Sans grande surprise, Disney, FX et Hulu mettent (déjà) un terme à l'adaptation de Y : The Last Man. Une conclusion particulièrement rude, au terme d'un très long feuilleton. Brian K. Vaughan, auteur de la bande-dessinée originale éditée chez Vertigo, et Eliza Clark, responsable de cette première saison, se sont exprimés sur les réseaux sociaux pour commenter l'annonce de cette annulation prématurée. Le scénariste estime que la série serait encore en mesure de trouver un repreneur potentiel. A voir.
Why The Last (Last) Man
Si
Y : The Last Man vient tenir compagnie à la série
Jupiter's Legacy au rang des adaptations de comics tuées dans l'oeuf après une première salve d'épisodes, les deux projets ont en fait beaucoup de points communs. Au départ, la série basée sur l'oeuvre de
Vaughan et de l'artiste
Pia Guerra avait été confiée à Michael Green, producteur sur plusieurs fronts pour de grands chantiers d'Hollywood. Ce-dernier délèguera la fabrication concrète d'une première version de
Y : The Last Man à la scénariste Aida Mashaka Croal, pour assembler un premier pilote peuplé d'interprètes talentueux.
Barry Keoghan,
Amber Tamblyn,
Diane Lane,
Imogen Poots et
Timothy Hutton signaient
pour les différents rôles à pourvoir sur ce premier épisode, qui sera tourné en entier pendant l'été 2018. Problème, ce-dernier ne sera pas du goût du diffuseur.
FX décidera de limoger Aida Mashaka Croal, qui évoquera, amère, la piste d'un projet sacrifié sur l'autel de ses revendications (sans être beaucoup plus explicite quant aux détails, malheureusement).
Y : The Last Man entrera ensuite dans une longue période de submersion, avec une nouvelle équipe mise aux commandes du projet, et un tournage
encore et encore remis à plus tard.
Ben Schnetzer se chargera de reprendre le rôle de
Yorick Brown après le départ de Keoghan, occupé sur d'autres tournages.
D'autres vedettes devront passer la main, incapables de s'aligner sur le nouvel agenda de production. Il fallut alors trouver de nouvelles têtes, avec de nouveaux contrats, et donc, de nouvelles sommes à dépenser. En définitive, le pilote sera intégralement repensé, retourné, avec des frais supplémentaires -
l'usage d'un singe en images de synthèses, et les coûts d'une captation
en pleine pandémie de COVID-19, avec la facture sanitaire et les délais d'usage. Compte tenu de la popularité de certains membres de la première mouture du casting, on imagine que l'enveloppe globale, pour seulement deux pilotes, devait commencer à s'élever à une somme déjà assez importante.
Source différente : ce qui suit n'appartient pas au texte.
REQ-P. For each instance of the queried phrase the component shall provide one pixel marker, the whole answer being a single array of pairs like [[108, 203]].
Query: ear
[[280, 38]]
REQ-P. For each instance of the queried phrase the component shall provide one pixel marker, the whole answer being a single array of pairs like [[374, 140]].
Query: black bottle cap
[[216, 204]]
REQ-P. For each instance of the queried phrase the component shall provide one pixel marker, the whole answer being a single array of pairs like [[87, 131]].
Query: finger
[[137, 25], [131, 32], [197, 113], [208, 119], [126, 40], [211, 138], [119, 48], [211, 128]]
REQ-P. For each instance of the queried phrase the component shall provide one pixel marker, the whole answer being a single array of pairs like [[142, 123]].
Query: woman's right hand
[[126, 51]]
Il était assez facile (ou même prévisible) de voir ce qui allait arriver à la série : déjà trop engagée pour être proprement annulée avant sa diffusion, mais aussi trop chère pour être sauvée si le succès n'était pas immédiatement au rendez-vous,
Y : The Last Man fut lâchée dans la mêlée de la rentrée avec une campagne de promo' particulièrement restreinte. Basculée sur
Hulu, l'adaptation des comics de
Brian K. Vaughan ne commença à faire parler d'elle
que quelques semaines avant son premier épisode, en occultant une partie des thèmes de la bande-dessinée pour se concentrer sur l'angle pandémique (du moins, sur le pur plan promotionnel).
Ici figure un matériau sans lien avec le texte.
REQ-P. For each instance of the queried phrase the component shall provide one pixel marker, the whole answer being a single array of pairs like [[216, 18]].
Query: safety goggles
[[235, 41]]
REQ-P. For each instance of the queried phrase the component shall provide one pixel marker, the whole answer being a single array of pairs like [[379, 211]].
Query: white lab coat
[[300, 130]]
Au total, il aura donc fallu six ans à Michael Green, Aida Mashaka Croal, Eliza Clark et leurs équipes respectives pour finir par sortir de cet étonnant tunnel - sur la base d'une BD généralement présentée comme un projet d'adaptation facile, presque clés en mains. Pour l'anecdote, Y : The Last Man circulait déjà dans les couloirs d'Hollywood en 2007, à l'époque entre les pognes du gourou de DC Comics chez Warner Bros., David S. Goyer. Il fallut attendre trois ans avant d'entendre parler d'un premier projet de série, et plus de dix ans pour poser les yeux sur cette tentative, en définitive, morte avant même d'avoir atteint les côtes de la plateforme Hulu. Les créations de ce genre, piochées dans le marché des univers indépendants, ont hélas rarement la possibilité de rebondir après un premier échec - il n'est donc pas impossible que Y : The Last Man ne soit plus jamais un projet à tenter aux yeux d'Hollywood, sauf cas exceptionnel.
Reste encore à savoir si le carnet d'adresse de Vaughan s'est suffisamment rempli ces dernières années pour motiver un repreneur potentiel. Pour celles et ceux qui souhaiteraient connaître la suite de l'histoire, celle-ci est disponible en intégralité aux éditions Urban Comics.